The man by her side craned a vulture neck to peer at the huddle of kittens in her lap.
‘A remarkable people,’ he repeated. ‘You, Madam, have probably drunk milkless tea for the last few years and sacrificed your butter ration for the sake of a cat’s paws. You would think it generosity to take meat from the mouth of a child and give it to your lap-dog.’
‘For the last few years,’ Miss Ranskill told him, ‘I have not tasted milk or tea or butter. I’ve robbed gulls’ nests and snatched at the fish they dropped from their mouths whenever they were fools enough to open them.’
And now she was in isolation again, outcast with the man who had no truck with kittens. The females in the carriage looked uncomfortable, the males, except her partner, incredulous.
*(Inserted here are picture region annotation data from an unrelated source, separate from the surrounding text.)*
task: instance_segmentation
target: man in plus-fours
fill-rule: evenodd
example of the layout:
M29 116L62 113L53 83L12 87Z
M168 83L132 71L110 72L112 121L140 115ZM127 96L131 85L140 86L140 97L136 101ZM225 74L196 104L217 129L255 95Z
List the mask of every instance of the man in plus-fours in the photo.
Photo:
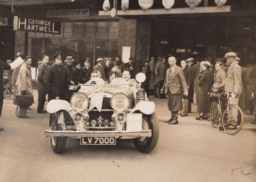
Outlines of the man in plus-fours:
M45 79L47 72L48 71L48 63L49 63L49 57L47 55L43 56L43 63L39 65L38 67L38 74L37 80L37 90L38 91L38 103L37 105L37 112L46 113L44 110L44 102L45 102L45 96L46 95L46 89L45 89Z
M66 71L62 66L62 57L57 54L54 56L55 63L48 70L46 75L46 87L48 93L48 101L55 99L65 99L67 90L67 79Z
M165 122L168 124L177 124L178 112L181 110L181 94L185 96L188 94L188 87L182 69L176 65L176 59L170 57L168 59L170 67L166 70L164 85L161 93L164 91L168 97L168 108L171 111L171 117Z
M235 93L242 93L242 69L238 65L239 62L236 60L236 54L229 52L225 54L224 57L227 58L226 65L229 67L227 73L227 79L221 84L221 86L224 86L225 91ZM239 98L228 98L231 105L238 105ZM237 124L238 110L236 108L231 108L233 118L230 121L228 120L226 129L236 129Z

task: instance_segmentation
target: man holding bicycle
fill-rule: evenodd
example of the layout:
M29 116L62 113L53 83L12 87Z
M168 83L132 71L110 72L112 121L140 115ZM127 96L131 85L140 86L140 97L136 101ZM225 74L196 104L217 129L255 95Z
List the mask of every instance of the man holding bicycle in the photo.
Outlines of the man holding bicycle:
M227 58L226 65L229 67L227 74L227 79L221 84L221 86L224 87L225 91L241 94L242 93L242 70L238 65L239 62L236 60L236 54L229 52L225 54L224 57ZM238 103L239 98L228 98L230 105L236 105ZM237 124L238 110L236 108L231 109L233 118L225 128L236 129Z

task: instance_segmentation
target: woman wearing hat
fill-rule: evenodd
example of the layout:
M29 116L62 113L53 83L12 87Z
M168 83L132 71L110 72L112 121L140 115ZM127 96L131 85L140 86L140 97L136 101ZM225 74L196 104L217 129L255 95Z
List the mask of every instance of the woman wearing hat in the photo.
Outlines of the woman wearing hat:
M112 81L116 78L116 74L113 71L110 71L108 73L108 80L107 81L108 84L111 84Z
M197 116L196 119L201 118L207 119L210 111L211 102L207 99L208 92L210 92L213 84L213 74L210 68L211 65L207 62L203 62L201 64L201 72L198 75L198 102L197 105Z

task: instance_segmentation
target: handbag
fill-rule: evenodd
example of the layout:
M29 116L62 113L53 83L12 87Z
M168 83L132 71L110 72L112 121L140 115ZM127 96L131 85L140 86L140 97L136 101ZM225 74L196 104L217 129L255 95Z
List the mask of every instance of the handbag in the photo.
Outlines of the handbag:
M34 98L32 96L16 95L15 97L15 105L19 106L32 106L34 103Z

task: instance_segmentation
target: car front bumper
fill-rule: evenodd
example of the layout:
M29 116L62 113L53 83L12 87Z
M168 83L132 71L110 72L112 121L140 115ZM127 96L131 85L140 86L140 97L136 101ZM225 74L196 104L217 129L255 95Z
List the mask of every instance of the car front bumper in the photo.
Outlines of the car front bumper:
M136 138L139 137L151 137L151 129L135 132L127 131L59 131L45 130L46 137L65 136L68 138L79 138L81 137L115 137L121 139Z

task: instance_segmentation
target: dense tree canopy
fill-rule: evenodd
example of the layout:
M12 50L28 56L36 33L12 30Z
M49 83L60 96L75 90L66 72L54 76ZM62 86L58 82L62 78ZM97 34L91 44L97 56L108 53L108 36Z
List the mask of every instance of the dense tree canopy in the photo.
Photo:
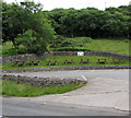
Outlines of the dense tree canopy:
M46 51L46 44L53 39L55 32L41 12L43 5L40 3L34 2L20 2L20 4L8 4L3 2L2 8L3 42L11 40L15 48L19 48L20 45L26 46L24 43L28 43L29 38L28 36L25 36L25 34L28 33L27 31L33 31L35 32L35 35L33 37L36 38L34 44L36 47L33 47L37 48L38 45L41 45L43 48L39 48L39 50L41 50L41 52ZM17 43L20 35L23 35L25 39L24 42ZM41 44L41 40L45 45ZM31 42L31 44L33 42Z
M53 43L64 39L62 36L130 38L130 11L131 5L107 8L105 11L95 8L43 11L43 5L33 1L2 2L2 39L11 40L15 49L22 45L28 52L44 52L47 44L55 39L55 34L57 40Z
M130 37L131 5L107 8L55 9L48 12L57 34L70 37Z

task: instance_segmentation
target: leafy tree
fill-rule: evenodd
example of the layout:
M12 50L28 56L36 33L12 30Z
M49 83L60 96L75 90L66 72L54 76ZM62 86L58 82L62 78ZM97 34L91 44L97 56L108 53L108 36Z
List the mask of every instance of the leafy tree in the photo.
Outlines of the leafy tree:
M37 43L39 42L38 44L41 45L44 49L46 49L46 45L53 39L55 32L51 28L50 24L48 24L48 20L44 16L41 9L43 9L43 5L40 3L34 3L31 1L20 2L20 4L4 3L3 5L3 40L4 42L11 40L14 47L17 49L19 44L16 43L17 42L16 39L20 37L21 39L23 39L22 36L25 37L28 34L28 31L33 31L34 33L36 33L35 38L37 39ZM31 36L34 33L29 32ZM41 39L44 44L41 44ZM26 38L26 43L28 43L27 38ZM34 43L34 42L31 42L31 43ZM22 45L25 46L24 43L22 43ZM35 45L35 44L32 44L32 45ZM38 47L40 47L39 45L37 45L36 47L32 46L35 48L34 51L36 50L36 48L38 49ZM27 50L32 52L32 49L29 50L29 47L27 48Z

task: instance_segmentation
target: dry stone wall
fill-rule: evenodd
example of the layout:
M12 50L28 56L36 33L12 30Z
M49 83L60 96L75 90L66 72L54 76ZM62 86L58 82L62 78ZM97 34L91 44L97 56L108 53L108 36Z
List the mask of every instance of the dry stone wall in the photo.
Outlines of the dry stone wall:
M43 55L25 54L25 55L2 57L1 59L2 59L2 63L11 63L14 61L37 60L37 59L41 59L41 58L50 57L50 56L78 56L78 51L50 51L50 52L45 52ZM106 51L84 51L84 56L111 57L116 59L131 61L131 56L124 56L124 55L106 52Z
M50 85L69 85L69 84L86 84L87 81L78 79L49 79L37 76L22 76L3 74L2 80L14 81L16 83L26 83L38 87L45 87Z
M66 67L41 67L2 70L3 73L39 72L39 71L63 71L63 70L104 70L104 69L131 69L131 66L66 66Z

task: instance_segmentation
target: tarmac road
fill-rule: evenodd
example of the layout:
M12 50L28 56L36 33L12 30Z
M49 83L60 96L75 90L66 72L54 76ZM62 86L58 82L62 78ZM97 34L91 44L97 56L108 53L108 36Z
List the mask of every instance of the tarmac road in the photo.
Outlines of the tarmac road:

‘Sounds like a desert island,’ he muttered.
‘It was a desert island.’
Miss Ranskill turned her face to the window but she did not see the rushing landscapes. She was wondering if she would ever be able to remember that her truth was shocking and evidently not to be borne by a people who, though they had suffered air-raids and mutilations, the destruction of their homes and the death of their kin, yet could not bear to hear oddly-timed laughter or statements of facts beyond their immediate knowledge.
Presently the train had swept past the scarred outskirts of Bath and the crowded station, where men and women in every kind of uniform jostled each other like sheep or stood forlornly by kit-bags.
Then there were more ravaged buildings and then little housebound roads thrust themselves out towards the country. At last there were only farms and grey villages with the green of Somerset in between. The lanes, like all lanes seen from train windows, led to nowhere in particular. The houses only existed as pictures for the benefit of travellers. One might as soon live in one of them as inhabit a cottage in a water-colour sketch. The villages were as fantastic as all railway villages are, the children who waved from the sidings had no existence at all, and it was impossible to think of anyone stepping on to one of the wayside platforms in order to go home. Yet there was a difference – there was something lacking, and for a long time Miss Ranskill wondered what it could be.
When, at last, she remembered, she was rather shocked. It was all very well to play the railway game with villages and stations, but they were going a little too far when they began to play back. It was as baffling as though a baby whom you had addressed as ‘there’s a pretty lamb then’ had suddenly leaped on all fours and followed its mother, the sheep.